Unilever Nigeria Plc
- Industry: Consumer goods
- Predecessor: Lever Brothers Nigeria, Unilever Nigeria
- Founded: 1923
- Headquarters: Lagos, Nigeria
- Key people: Nnaemeka Alfred Ugochukwu Achebe
- Products: Close-Up (toothpaste), Pepsodent toothpaste, LUX soap, Lifebuoy soap, Rexona, Vaseline lotion and Vaseline Petroleum Jelly, Blue Band Margarine, Lipton Yellow Label Tea and Knorr
- Revenue: 90.77 billion naira (2017)
- Operating income: 12.95 billion naira (2017)
- Net income: 7.45 billion naira (2017)
- Website: https://www.unilevernigeria.com/

= Unilever Nigeria Plc =

Publicly listed company

Unilever Nigeria Plc is a publicly listed company with trading and manufacturing interest in the consumer goods market. In 2014, it was listed among the top 20 most valuable companies quoted on the Nigerian Stock Exchange. Unilever Nigeria PLC is a subsidiary of Unilever Overseas Holding B.V.

==History==
===Lever Brothers===
Unilever history in Nigeria dates back to 1923 when Robert Hesketh Leverhulme opened a trading post in Nigeria under the business name, Lever Brothers (West Africa) Ltd. The firm was primarily engaged in trading of soap and in 1924, the name was changed to West African Soap Company. Sensing opportunity in the country, the firm opened a soap factory in Apapa in 1925. The company later expanded into the production of food products, it opened a new soap factory in Aba in 1958 and changed its name to Lever Brothers Nigeria Limited in 1955. In 1960, Lever Brothers introduced Omo detergent into the market, the new product gained traction among buyers, prompting the firm to commission a factory to manufacture Omo detergents in 1964.

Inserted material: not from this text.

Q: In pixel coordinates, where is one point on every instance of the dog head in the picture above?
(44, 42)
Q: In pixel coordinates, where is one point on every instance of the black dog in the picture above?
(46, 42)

In compliance with the indigenisation decree of 1972, Unilever became a publicly listed company in 1973, selling 60% of its shares to the Nigerian public. The company became a Nigerian owned firm. The change in equity ownership did not affect the firm's growth. In 1982, the firm began producing edible products such as Royco, Blue band and Tree top in Agbara, Ogun State.

In addition, the company went through a period of mergers and acquisition; acquiring Lipton Nigeria in 1985 and later merging with Vaseline manufacturer, Chesebrough Products Industries in 1988. During this period, the company embarked on a backward integration scheme in order to source its raw materials locally. This business decision led the company to invest in crop production and oil palm milling. The company also invested in a tea plantation in Mambilla to provide raw materials for Lipton.

===Unilever===
In 1995, Lever Brothers, 40% owned by Unilever merged with Unilever Nigeria Limited, a subsidiary of the Unilever U.K. The merger gave Unilever control of the newly merged entity, this was the first time since the indigenisation decree was scrapped that a multinational will have majority equity in a quoted Nigerian company. Prior to the merger, in 1994, Unilever group acquired A.J. Seward, a personal care products manufacturer from UAC Nigeria.

In 2001, the company changed its name to Unilever Nigeria Plc.

== Products ==
Unilever Nigeria Plc is involved in the manufacturing and marketing of foods and food ingredients as well as home and personal care products. The company has manufacturing plants in Agbara, Ogun State and Oregun, Lagos State.